JC - Mas o governo federal já não tem raízes dentro do Judiciário na medida em que nomeia ministros para o Supremo Tribunal Federal, por exemplo?

Limongi - Escrevo há muitos anos a respeito na imprensa, em artigos dos jornais, para propor que os ministros superiores tenham que ser oriundos da magistratura nacional. Admitimos, por outro lado, que possa haver nomeação pelo Executivo baseado no sistema de pesos e contrapesos previsto na Constituição, mas guardando equilíbrio e outras regras. Uma delas é voltar a exigir que, para nomear o ministro dos tribunais superiores, seria necessário que o profissional aguardasse um prazo de três anos sem função de confiança junto ao Executivo Federal, para guardar este distanciamento do presidente.

JC - Qual a posição da Apamagis para a proposta de facilitar o acesso ao topo da carreira na magistratura, reduzindo entrâncias?

Limongi - Há projetos no Tribunal de Justiça visando a redução de entrâncias e nós apoiamos. Em São Paulo são três entrâncias, mais a especial na Capital e ainda temos os tribunais de alçada e o juiz substituto. São seis degraus na carreira, é muita coisa. Desestimula a carreira da magistratura e gera prejuízos enormes para os vencimentos dos juízes. Um juiz em Rondônia, em início de carreira, recebe cerca de R$ 9,5 mil/mês. Em São Paulo, o juiz recebe R$ 5,6 mil, fora os descontos. Não há muito atrativo à carreira da magistratura paulista e isso precisa ser corrigido.

JC - O credor do Executivo não chega a ser humilhado com a demora para receber o que lhe é de direito?

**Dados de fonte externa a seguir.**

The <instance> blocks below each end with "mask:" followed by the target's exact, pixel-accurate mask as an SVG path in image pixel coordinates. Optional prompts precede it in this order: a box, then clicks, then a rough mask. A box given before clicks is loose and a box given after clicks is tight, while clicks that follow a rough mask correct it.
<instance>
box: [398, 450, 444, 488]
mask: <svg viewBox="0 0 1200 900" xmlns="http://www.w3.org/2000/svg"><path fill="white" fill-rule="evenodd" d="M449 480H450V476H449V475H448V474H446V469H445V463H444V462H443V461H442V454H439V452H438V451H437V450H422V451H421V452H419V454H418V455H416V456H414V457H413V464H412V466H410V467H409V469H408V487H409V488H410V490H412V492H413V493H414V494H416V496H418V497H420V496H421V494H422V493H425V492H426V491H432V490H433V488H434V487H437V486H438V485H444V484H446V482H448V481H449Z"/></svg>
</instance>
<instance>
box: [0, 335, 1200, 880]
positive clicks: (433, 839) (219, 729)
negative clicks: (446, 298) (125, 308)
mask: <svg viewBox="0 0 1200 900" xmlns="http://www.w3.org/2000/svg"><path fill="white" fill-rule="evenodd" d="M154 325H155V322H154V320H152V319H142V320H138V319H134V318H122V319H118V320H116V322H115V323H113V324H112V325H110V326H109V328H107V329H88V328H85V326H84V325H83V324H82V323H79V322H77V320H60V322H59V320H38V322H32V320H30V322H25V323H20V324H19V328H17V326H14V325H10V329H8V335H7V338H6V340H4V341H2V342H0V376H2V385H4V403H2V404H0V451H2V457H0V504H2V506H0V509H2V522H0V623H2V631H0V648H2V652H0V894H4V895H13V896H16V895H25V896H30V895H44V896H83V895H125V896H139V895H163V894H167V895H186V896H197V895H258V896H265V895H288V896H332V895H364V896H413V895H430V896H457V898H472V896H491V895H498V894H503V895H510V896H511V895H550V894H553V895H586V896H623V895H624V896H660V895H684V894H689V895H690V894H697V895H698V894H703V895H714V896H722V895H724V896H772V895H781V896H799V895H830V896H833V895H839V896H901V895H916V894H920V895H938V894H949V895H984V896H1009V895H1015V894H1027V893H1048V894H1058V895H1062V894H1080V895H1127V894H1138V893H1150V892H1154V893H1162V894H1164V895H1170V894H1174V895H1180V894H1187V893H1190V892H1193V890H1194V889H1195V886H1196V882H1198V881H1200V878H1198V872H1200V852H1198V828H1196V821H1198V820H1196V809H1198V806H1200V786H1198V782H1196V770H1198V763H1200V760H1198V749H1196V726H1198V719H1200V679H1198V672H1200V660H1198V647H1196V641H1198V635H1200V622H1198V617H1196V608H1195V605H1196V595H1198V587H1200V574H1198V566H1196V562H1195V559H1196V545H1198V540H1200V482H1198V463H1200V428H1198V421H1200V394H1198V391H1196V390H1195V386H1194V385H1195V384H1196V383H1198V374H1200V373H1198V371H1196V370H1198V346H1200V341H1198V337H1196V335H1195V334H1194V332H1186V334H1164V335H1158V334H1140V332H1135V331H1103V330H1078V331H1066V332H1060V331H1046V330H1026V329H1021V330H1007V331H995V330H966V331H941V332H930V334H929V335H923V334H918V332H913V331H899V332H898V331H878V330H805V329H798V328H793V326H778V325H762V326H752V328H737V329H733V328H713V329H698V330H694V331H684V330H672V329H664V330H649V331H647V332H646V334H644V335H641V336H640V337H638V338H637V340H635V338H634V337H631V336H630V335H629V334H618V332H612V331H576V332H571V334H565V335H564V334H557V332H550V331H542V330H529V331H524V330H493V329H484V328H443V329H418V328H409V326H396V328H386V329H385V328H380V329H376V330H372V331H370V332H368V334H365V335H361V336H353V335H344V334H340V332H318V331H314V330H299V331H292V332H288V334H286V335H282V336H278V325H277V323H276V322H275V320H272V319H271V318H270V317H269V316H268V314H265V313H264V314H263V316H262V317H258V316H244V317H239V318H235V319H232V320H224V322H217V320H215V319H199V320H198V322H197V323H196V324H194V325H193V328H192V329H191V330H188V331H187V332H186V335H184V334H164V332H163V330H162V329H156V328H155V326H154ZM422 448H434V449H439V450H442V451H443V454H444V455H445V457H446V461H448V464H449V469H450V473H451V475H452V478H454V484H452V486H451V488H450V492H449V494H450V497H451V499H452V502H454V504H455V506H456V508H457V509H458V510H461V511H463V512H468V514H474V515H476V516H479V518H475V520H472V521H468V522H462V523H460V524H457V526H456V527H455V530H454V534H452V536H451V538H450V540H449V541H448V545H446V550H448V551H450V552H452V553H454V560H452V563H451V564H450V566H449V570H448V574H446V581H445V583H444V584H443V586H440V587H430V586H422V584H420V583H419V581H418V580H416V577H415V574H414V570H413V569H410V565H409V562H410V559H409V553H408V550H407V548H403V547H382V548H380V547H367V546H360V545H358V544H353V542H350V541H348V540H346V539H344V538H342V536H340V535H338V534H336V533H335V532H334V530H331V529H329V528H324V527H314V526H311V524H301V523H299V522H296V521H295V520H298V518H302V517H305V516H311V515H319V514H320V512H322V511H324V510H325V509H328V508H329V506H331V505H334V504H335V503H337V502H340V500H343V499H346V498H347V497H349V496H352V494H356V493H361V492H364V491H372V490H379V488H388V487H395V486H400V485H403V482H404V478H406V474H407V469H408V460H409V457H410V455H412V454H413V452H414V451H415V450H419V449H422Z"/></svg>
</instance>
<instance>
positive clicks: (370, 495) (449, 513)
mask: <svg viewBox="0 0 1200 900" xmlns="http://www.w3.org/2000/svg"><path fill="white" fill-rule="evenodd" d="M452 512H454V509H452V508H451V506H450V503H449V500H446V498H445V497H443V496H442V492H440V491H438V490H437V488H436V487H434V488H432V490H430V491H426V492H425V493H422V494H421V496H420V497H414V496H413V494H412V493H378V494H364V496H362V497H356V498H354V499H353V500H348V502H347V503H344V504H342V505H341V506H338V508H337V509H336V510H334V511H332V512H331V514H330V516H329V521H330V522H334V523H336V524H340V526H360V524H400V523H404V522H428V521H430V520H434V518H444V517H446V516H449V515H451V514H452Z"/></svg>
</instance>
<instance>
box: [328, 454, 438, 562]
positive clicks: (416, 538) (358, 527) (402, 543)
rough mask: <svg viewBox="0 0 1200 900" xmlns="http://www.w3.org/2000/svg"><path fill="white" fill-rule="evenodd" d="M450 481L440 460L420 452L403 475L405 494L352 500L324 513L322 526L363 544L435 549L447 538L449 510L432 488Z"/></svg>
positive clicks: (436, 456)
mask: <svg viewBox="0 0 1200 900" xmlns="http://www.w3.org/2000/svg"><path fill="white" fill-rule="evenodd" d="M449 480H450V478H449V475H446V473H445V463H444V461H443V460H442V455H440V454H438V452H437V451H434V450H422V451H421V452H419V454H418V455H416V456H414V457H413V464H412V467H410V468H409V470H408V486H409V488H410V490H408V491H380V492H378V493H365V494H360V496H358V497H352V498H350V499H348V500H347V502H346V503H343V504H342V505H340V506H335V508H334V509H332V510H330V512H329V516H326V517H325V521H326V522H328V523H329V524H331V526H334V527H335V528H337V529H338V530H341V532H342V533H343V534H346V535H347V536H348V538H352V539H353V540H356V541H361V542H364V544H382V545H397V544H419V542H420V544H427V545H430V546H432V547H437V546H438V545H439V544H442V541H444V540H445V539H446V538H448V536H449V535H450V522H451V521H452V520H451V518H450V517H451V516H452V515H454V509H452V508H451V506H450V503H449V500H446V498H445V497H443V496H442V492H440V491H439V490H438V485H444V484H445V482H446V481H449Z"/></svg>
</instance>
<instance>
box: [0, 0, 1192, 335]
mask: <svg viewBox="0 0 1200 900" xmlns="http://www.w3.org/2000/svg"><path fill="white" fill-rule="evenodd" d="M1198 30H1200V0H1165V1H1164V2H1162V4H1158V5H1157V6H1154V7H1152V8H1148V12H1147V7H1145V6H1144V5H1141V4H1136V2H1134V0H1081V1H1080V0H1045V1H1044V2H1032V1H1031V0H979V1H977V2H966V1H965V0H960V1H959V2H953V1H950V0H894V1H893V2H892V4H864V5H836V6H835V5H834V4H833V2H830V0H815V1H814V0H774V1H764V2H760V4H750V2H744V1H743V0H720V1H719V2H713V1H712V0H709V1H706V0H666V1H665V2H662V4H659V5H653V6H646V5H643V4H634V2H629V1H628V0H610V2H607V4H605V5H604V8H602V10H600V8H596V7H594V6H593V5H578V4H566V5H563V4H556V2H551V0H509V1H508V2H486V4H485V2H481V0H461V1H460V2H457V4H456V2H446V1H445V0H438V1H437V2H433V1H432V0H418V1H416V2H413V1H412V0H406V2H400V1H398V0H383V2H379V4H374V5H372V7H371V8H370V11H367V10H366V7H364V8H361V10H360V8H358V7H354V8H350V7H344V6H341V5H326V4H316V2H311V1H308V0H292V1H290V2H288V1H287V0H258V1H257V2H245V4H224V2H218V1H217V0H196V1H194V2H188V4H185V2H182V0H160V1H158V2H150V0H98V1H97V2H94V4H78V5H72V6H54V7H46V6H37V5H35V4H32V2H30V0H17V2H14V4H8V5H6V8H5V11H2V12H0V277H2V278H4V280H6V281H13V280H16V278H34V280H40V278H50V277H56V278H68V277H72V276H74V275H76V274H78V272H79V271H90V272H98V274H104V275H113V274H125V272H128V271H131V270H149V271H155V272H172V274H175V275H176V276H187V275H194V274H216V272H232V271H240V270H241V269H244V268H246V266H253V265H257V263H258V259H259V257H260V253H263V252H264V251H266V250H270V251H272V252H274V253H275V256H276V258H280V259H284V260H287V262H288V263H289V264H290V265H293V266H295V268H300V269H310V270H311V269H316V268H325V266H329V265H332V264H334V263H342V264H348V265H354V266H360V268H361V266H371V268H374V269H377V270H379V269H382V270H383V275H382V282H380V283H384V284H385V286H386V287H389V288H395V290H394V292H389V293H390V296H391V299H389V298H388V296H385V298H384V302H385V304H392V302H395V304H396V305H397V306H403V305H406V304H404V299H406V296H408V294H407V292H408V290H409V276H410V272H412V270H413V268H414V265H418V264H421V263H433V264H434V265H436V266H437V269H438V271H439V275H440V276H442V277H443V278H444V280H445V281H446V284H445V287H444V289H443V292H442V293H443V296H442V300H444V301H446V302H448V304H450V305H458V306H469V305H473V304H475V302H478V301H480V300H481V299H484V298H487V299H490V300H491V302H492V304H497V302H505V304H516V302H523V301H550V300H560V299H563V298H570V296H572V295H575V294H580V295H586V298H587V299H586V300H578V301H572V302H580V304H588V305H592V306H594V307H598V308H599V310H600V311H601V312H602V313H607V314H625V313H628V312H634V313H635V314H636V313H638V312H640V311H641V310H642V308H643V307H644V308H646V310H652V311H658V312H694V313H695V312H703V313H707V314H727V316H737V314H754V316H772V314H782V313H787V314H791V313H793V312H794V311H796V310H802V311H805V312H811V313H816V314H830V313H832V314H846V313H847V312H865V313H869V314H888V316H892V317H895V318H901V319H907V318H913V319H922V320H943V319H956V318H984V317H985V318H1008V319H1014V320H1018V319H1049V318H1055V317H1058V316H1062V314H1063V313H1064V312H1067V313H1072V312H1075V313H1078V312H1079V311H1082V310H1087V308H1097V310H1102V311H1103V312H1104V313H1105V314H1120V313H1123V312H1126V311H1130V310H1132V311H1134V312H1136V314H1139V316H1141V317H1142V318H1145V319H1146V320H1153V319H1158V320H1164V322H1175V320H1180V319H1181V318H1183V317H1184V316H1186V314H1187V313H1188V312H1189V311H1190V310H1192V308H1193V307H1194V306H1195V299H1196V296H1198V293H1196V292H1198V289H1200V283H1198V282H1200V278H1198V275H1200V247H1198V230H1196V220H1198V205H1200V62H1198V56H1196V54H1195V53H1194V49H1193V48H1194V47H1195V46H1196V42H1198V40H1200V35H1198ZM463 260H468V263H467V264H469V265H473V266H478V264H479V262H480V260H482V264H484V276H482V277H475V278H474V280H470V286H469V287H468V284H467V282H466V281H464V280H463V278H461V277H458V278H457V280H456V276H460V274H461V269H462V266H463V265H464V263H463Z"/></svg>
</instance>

Limongi - É terrível. As ações em que a Fazenda Pública é parte, seja estadual, municipal ou federal, o Executivo não cumpre suas obrigações e é verdadeiramente um litigante de má fé. O Executivo recorre em ações de cobrança, mesmo sabendo que o Supremo Tribunal Federal tenha uma orientação que contrarie os interesses da fazenda. Recorre em ações só para postergar. Alguém que tem algo para receber do Executivo tem que esperar anos e anos, chega a ser humilhante, demora 15 anos. Na prática, o Executivo entope o Judiciário de processos ao não pagar seus credores, se valendo da morosidade do Judiciário pela imensa quantidade de processos tramitando e recursos em exagero previstos em lei.

JC - Por que a Apamagis é contra a súmula vinculante, que padronizaria decisões judiciais para certos temas no País?

Limongi - Porque ela engessaria toda a magistratura nacional. Temos ministros indicados no Supremo Tribunal Federal pelo presidente da República. Se há uma pressão do Banco Mundial, se o governo federal tem o mesmo interesse e quer atender ao Banco Mundial, se o Supremo cede a esta pressão, toda a magistratura nacional fica vinculada, obrigada a seguir a súmula ao decidir. Se hoje temos esta composição do Supremo, não sabemos como será a situação daqui a dez anos. Então a súmula vinculante seria um risco também neste ponto, risco à independência. Imagine o Executivo defendendo interesses seus ou de fora do País com acesso ao Judiciário, ajudando a editar súmulas? O Executivo vai passar a julgar. Só falta isso.